Chemical scientists have an important role to play in reducing air pollution (sometimes in unexpected ways), as well as in helping us to understand and monitor it.

The World Health Organisation reported that around 7 million people died as a result of air pollution in 2012. According to the Organisation for Economic Co-operation and Development, poor ambient air quality is set to be the world’s leading environmental cause of premature death by 2050 if we maintain current policies. By improving air quality, we can save millions of lives and improve our quality of living.

Cleaner air will also help us to protect the environment and preserve cultural heritage sites. Pollutants such as sulfur dioxide and nitrogen oxides can form acid rain, which pollutes soil and water and damages buildings such as the Acropolis and the Taj Mahal.

Other pollutants, such as ground level ozone, affect vegetation and so reduce agricultural yields.

Air pollution is a concern for the whole world as pollutants can be carried long distances, even across countries. However, scientists and engineers worldwide are tackling this issue, and we aim to support chemistry’s vital role in understanding air pollution and developing solutions to reduce it.

How chemistry helps

Chemistry of air pollution.

Air is a mixture of gases and particles, some of which are reactive and undergo complex chemical reactions in the atmosphere to form air pollutants such as ozone. Other air pollutants are emitted directly - for example, sulfur dioxide. Air pollutants can be solid, liquid or gas and come from natural and man-made sources; the biggest contributors to air pollution today are power stations, road transport, industry and residential burning of fuels.
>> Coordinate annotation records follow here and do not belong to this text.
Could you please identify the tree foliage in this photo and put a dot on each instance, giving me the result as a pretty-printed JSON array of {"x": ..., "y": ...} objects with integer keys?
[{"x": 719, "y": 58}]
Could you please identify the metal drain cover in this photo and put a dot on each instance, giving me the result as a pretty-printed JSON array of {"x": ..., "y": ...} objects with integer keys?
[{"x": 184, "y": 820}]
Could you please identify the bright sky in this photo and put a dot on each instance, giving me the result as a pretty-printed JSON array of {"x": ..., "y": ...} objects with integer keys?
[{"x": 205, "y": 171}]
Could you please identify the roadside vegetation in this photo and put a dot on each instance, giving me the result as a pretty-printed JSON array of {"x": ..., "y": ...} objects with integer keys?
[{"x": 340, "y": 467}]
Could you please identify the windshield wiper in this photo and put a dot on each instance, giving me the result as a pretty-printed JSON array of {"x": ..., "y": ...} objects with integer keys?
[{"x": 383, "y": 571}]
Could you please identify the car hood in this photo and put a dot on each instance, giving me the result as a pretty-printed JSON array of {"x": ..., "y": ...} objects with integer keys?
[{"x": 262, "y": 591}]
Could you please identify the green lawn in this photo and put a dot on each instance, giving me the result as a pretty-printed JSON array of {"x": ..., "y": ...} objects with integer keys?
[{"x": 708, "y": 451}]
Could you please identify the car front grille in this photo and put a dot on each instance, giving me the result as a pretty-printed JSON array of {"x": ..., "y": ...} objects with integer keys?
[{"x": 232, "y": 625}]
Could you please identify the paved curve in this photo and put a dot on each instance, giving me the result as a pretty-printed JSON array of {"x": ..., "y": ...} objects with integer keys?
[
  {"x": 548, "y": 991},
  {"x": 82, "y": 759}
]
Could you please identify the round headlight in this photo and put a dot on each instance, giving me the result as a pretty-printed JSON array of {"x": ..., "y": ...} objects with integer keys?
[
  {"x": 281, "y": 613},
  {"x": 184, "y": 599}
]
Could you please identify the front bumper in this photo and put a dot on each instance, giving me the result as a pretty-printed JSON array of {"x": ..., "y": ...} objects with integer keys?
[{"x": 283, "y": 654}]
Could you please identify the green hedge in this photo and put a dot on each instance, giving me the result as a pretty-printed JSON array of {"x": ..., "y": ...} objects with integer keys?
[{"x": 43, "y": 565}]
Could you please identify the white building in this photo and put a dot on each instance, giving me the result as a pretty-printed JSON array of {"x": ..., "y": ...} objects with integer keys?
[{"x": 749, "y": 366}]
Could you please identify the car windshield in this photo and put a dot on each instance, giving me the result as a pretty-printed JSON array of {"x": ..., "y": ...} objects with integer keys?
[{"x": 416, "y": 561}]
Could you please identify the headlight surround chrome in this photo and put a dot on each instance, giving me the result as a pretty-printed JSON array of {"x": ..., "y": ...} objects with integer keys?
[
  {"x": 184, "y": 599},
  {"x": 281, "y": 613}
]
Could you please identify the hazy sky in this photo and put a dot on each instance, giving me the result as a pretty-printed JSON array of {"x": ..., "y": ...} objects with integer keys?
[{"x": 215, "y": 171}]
A detailed understanding of pollutants and their chemistry is important for interpreting health effects, regulating emissions, and developing pollution-reducing technologies. For example, chemists have created a " master chemical mechanism " that describes the chemical reactions involved in degradation of volatile organic compounds in the lower atmosphere. This helps policy makers to “test” how effective a piece of proposed regulation or legislation would be. In another example, chemists identified trees as the source of high levels of organic pollutants during heatwaves. This unexpected result has improved the air quality forecasts provided to the public in the UK by taking into account natural emissions.

Monitoring air pollution

Accurate measurements of pollutants are vital for checking that we comply with national and international air quality directives. In addition, measurements can help us to understand correlations between health problems and air pollution - for example, the relationship between different types of particulate matter and cardiovascular problems.

The UK has around 300  air quality monitoring sites  measuring a variety of pollutants, including ozone, nitrogen oxides, sulfur dioxide, carbon monoxide and particulates. One such site is next to a busy road in central Cambridge and measures the concentration of nitrogen oxides from the traffic in real time  using chemiluminescence.

The graph below shows the output from one such measurement. The UK and EU air quality target for nitrogen dioxide is an annual mean of 40 micrograms per cubic metre, and the hourly concentration should not exceed 200 micrograms per cubic metre more than 18 times in a year.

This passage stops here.